LLe protocole est désormais bien établi. Depuis sept ans, des dizaines de grands investisseurs étrangers sont invités au château de Versailles pour illustrer la capacité d’attraction du territoire français. Emmanuel Macron a su faire du sommet Choose France un outil de communication efficace en regroupant des annonces de projets qui s’effondraient auparavant avec le temps. Le cru 2024, lundi 13 mai, a été particulièrement porteur, avec 56 investissements annoncés, le double de l’année précédente, pour un montant total de 15 milliards d’euros, soit un ” enregistrer “, selon l’Elysée.
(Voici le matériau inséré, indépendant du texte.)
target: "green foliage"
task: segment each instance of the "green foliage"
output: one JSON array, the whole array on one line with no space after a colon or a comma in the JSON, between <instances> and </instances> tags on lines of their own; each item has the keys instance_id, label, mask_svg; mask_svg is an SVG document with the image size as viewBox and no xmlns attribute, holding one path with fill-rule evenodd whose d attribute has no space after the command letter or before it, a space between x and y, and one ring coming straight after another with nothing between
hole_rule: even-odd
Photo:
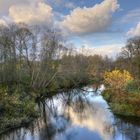
<instances>
[{"instance_id":1,"label":"green foliage","mask_svg":"<svg viewBox=\"0 0 140 140\"><path fill-rule=\"evenodd\" d=\"M138 89L138 83L136 81L129 81L125 86L125 91L127 93L140 93L140 90Z\"/></svg>"}]
</instances>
La France a parfois la réputation de ne pas savoir valoriser ses atouts. De ce point de vue, le sommet de Versailles remplit un rôle utile. Montrer qu’une attention est accordée à ceux qui sont prêts à investir sur le territoire français pour développer leurs activités contribue à changer l’image d’un pays qui n’a pas toujours été considéré comme « business friendly ».
Les efforts commencent à porter leurs fruits. Le baromètre annuel du cabinet EY vient de classer la France championne européenne de l’attractivité économique pour la cinquième année consécutive. Depuis le lancement de Choose France en 2018, ce sont plus de 46 milliards d’euros d’investissements qui ont été réalisés pour 178 projets.
Derrière les effets d’annonce, la situation mérite cependant d’être nuancée. D’abord, parmi les projets évoqués, certains auraient vu le jour avec ou sans Versailles. Par ailleurs, on parle souvent d’extensions de sites industriels existants, ce qui réduit leur impact sur le tissu économique. Jusqu’à présent, la France peine à attirer de gigantesques projets valant plusieurs milliards d’euros, comme des usines automobiles ou de microprocesseurs.
Attirer l’attention
Microsoft fait exception, avec l’annonce d’un investissement de 4 milliards d’euros. Cela passe par le développement de centres de données pour renforcer son infrastructure en intelligence artificielle et en cloud computing. Le montant sera peut-être spectaculaire, mais la contribution à la revitalisation des territoires restera modeste en termes d’emploi.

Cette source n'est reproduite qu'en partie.